Armando, oggi, dice che è vero che le cose non accadono per caso. Che c’è sempre un filo che lega le storie di tutti, anche le più piccole, e questo filo costruisce una storia che diventa quella principale. Armando, per esempio, non ha mai più toccato uno spinello né una sigaretta da quel giorno. Anche Paolo e anche io.
«Non è un caso, è servito a qualcosa», lo ripete ogni volta che ci vediamo coi nostri figli al parco oppure durante una birra da soli, occasione molto più rara per la verità.
«Anche Messi, se ci pensi, non è stato un caso: non era Maradona, non lo è mai stato. Lo abbiamo capito proprio in quel viaggio. E guarda caso, abbiamo vinto lo scudetto grazie a un georgiano e un nigeriano.»
«Vabbè, e allora Simeone?», gli ho fatto. Simeone non è Maradona e non è Messi. Lo sanno tutti. Ma è nel nostro destino, un argentino.
Luigi litigò con i genitori perché lo avevano scoperto.

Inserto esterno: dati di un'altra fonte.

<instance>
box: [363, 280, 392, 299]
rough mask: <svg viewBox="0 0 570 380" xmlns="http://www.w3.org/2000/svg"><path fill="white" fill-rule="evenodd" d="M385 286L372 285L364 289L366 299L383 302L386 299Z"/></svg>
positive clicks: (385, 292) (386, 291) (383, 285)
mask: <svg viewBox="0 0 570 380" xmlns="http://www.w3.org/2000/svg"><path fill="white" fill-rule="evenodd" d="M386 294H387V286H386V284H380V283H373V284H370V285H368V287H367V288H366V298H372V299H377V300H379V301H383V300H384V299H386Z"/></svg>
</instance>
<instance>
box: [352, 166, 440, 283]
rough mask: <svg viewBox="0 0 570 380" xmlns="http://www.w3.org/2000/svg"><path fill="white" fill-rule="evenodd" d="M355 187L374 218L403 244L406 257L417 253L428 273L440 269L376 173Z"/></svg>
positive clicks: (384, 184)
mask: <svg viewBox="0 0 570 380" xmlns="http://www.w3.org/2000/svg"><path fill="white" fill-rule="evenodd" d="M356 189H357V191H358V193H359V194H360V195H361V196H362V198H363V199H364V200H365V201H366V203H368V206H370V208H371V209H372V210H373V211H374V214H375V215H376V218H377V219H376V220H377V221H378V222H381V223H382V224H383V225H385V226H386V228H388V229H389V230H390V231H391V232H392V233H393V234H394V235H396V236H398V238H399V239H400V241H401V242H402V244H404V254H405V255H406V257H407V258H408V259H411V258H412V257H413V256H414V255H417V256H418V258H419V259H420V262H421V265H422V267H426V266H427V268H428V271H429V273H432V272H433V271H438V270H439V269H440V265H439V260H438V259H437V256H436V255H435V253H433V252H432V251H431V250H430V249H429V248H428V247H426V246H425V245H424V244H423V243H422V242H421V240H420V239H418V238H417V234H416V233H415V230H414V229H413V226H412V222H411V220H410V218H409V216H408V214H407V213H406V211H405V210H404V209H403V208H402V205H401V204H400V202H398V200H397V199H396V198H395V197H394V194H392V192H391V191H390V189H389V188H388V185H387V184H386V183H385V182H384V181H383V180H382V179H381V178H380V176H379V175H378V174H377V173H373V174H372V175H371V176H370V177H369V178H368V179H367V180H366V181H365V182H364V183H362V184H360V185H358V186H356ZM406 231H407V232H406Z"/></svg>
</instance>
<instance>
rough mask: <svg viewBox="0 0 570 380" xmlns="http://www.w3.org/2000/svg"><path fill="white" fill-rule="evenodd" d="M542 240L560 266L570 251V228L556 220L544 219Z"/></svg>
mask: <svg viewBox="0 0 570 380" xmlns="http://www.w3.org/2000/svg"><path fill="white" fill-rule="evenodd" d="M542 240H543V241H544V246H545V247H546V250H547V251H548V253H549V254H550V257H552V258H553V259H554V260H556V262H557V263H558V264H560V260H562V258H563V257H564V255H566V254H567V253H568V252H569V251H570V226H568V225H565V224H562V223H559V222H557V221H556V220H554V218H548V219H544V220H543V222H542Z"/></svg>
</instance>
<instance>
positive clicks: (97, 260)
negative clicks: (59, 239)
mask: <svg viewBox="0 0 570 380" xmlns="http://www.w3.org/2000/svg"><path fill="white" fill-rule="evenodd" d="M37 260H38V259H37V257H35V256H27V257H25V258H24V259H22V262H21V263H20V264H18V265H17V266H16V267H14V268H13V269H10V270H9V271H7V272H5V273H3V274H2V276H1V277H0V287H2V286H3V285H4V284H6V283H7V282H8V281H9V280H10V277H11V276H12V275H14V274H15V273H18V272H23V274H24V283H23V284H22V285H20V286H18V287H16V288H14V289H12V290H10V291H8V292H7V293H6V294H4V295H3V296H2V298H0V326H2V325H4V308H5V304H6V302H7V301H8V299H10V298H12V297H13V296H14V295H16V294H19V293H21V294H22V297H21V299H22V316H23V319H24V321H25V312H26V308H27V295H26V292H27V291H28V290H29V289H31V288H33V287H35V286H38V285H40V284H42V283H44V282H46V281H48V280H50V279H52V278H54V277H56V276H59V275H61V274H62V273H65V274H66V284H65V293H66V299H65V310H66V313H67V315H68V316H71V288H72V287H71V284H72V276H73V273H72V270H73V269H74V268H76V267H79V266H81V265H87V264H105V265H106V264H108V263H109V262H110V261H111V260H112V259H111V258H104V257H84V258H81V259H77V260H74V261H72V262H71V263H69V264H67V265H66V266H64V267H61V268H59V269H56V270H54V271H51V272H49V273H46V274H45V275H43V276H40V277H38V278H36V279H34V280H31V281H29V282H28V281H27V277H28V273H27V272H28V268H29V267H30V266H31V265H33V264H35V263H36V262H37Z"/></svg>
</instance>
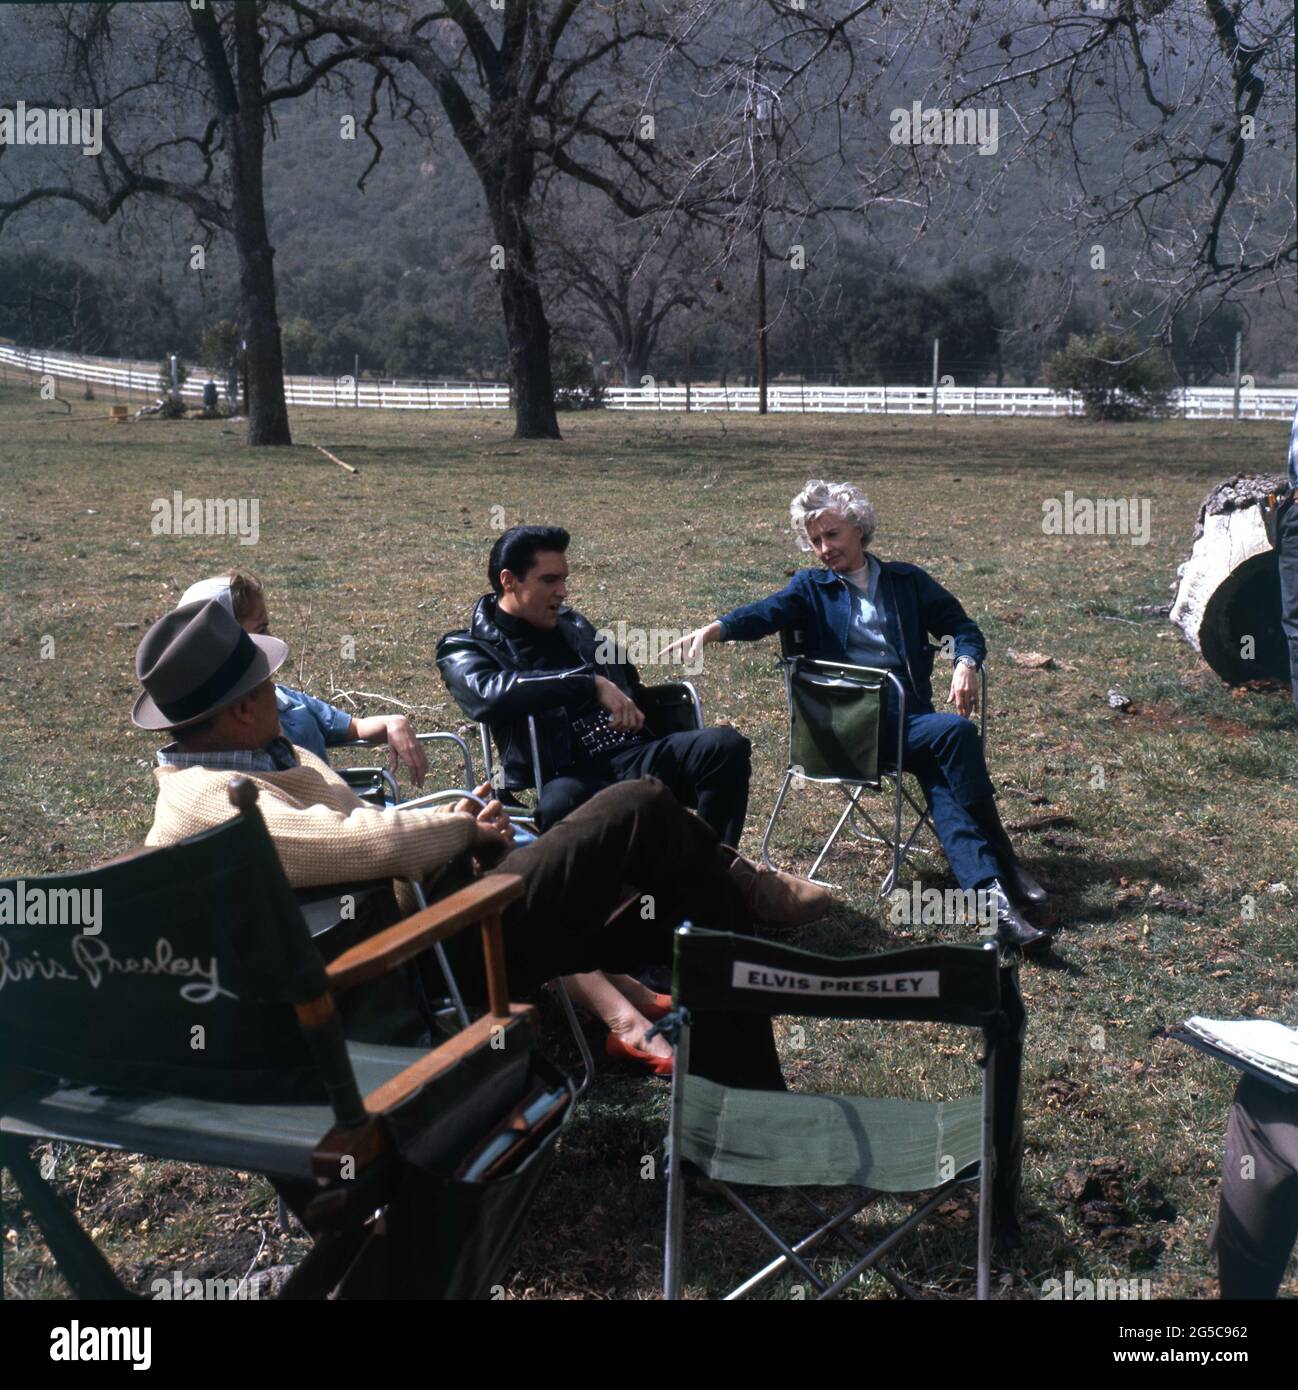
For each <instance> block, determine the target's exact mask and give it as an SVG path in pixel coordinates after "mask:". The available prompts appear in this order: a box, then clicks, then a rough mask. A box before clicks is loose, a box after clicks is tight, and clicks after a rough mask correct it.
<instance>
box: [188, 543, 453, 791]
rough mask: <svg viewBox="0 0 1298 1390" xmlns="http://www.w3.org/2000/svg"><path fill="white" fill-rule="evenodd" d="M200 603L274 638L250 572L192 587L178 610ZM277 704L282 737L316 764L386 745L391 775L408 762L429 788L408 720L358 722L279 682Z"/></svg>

Sapevano dei suoi giri, dell’hashish e anche di qualche droga più pesante. Storie strane di cui però noi eravamo completamente all’oscuro. Dopo una lite furibonda, che viene ancora ricordata nella strada dove c’è la sua palazzina, i suoi lo avevano cacciato di casa. Nessuno riuscì a spiegarsi per quale motivo Luigi decise di impiccarsi, tre settimane dopo Budapest, nell’androne del suo palazzo con la catena del collare di Rocky. Ai funerali, la madre urlava: «Che cosa ti hanno fatto?». Si disse che Luigi fosse depresso. E dipendente. Cocaina, soprattutto. Io non ci ho mai creduto. Ho sempre pensato a quei duemila euro di hashish, mi chiedo se bastano per togliere di mezzo qualcuno. Il Mastino crepò un anno dopo, crivellato di colpi da uno che prese il posto suo. Indossava i miei occhiali.
Mia madre, ancora oggi, va a trovare la madre di Luigi di tanto in tanto. Le porta sempre qualcosa di buono da mangiare. Sono ottime amiche. Solo su Maradona e Messi, papà ha avuto ragione.